HPB: Misschien wel, gezien het lage peil van deze tijd en van de ethiek. Maar als een gelofte niet in die mate bindend is, wat is dan het nut ervan? Hoe kan iemand verwachten dat hem geheime kennis wordt geleerd, als hij alle verplichtingen die hij op zich had genomen kan loslaten wanneer hij maar wil? Wat voor zekerheid, vertrouwen of hoop zou er ooit onder de mensen kunnen bestaan wanneer geloften zoals deze geen enkele werkelijk bindende kracht zouden hebben? Geloof me, de wet van vergelding (karma) zou iemand die zijn gelofte op die manier brak heel snel achterhalen, misschien wel even snel als de verachting van een eerlijk mens hem zelfs op dit fysieke gebied treft. De N.Y. Path die eerder over dit onderwerp is geciteerd, geeft het goed weer: ‘Een eenmaal afgelegde gelofte is voor altijd bindend, zowel op ethisch als op occult gebied. Als we die één keer breken en ervoor worden gestraft, rechtvaardigt dit ons niet haar opnieuw te breken, en zolang we dat wel doen zal de machtige hefboom van de wet (van karma) op ons terugwerken.’5

Noten

  1. Zie het officiële reglement van de TS achterin dit boek, appendix A.
  2. Tollenaars – in die tijd als dieven en zakkenrollers beschouwd. Bij de joden was de naam en het beroep van een tollenaar het meest verfoeilijke in de wereld. Ze mochten de tempel niet binnengaan. Mattheus (18:17) spreekt in één adem over een heiden en een tollenaar. Toch waren ze alleen maar Romeinse belastinginners, die dezelfde positie innamen als de Britse ambtenaren in India en andere veroverde landen.
  3. Vgl. Matth. 5:43-7.
  4. Aan het einde van de middeleeuwen was de slavernij, onder morele druk, grotendeels uit Europa verdwenen; maar er vonden twee belangrijke gebeurtenissen plaats die de in de Europese samenleving werkzame morele kracht verdrongen en een golf van onheil over de aarde verspreidden, zoals de mensheid zelden had meegemaakt. Een van die gebeurtenissen was de eerste zeereis naar een kuststreek met een primitieve bevolking, waar mensen gewoon een handelsartikel waren; de andere, de ontdekking van een nieuwe wereld, waar mijnen vol schitterende rijkdommen lagen te wachten tot er werkkrachten konden worden aangevoerd om ze te ontginnen. Mannen, vrouwen en kinderen werden 400 jaar lang weggerukt van de mensen die ze kenden en van wie ze hielden, en langs de kust van Afrika aan vreemde handelaren verkocht; tijdens de afschuwelijke slaventochten naar West-Indië werden ze benedendeks geketend – de doden vaak bij de levenden; volgens Bancroft, een onpartijdig historicus, werden er 250.000 van de 3.250.000 tijdens die rampzalige overtochten in zee geworpen, terwijl de overblijvenden werden overgeleverd aan de onnoemlijke ellende in de mijnen of aan de zweep in de suiker- en rijstvelden.

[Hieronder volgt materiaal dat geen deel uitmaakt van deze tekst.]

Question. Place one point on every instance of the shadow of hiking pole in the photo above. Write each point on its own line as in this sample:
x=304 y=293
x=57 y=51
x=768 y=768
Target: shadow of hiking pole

    De schuld van deze grote misdaad berust bij de christelijke kerk. ‘In naam van de allerheiligste drie-eenheid’ sloot de Spaanse regering (rooms-katholiek) meer dan tien verdragen af, waardoor de verkoop van 500.000 mensen werd goedgekeurd; in 1562 voer Sir John Hawkins uit voor zijn duivelse opdracht om in Afrika slaven te kopen en hen in West-Indië te verkopen, op een schip dat de heilige naam Jezus droeg; de protestantse koningin Elisabeth beloonde hem voor zijn succes bij die eerste onderneming van de Engelsen in die onmenselijke handel door hem toe te staan het helmteken te dragen van ‘een halve Moor in zijn eigen kleur, met een koord vastgebonden, of met andere woorden een negerslaaf met handboeien om’. – Conquests of the Cross (geciteerd uit Agnostic Journal).
  5. Jasper Niemand, ‘Judge the act, not the person’, The Path, juli 1889, blz. 98-9.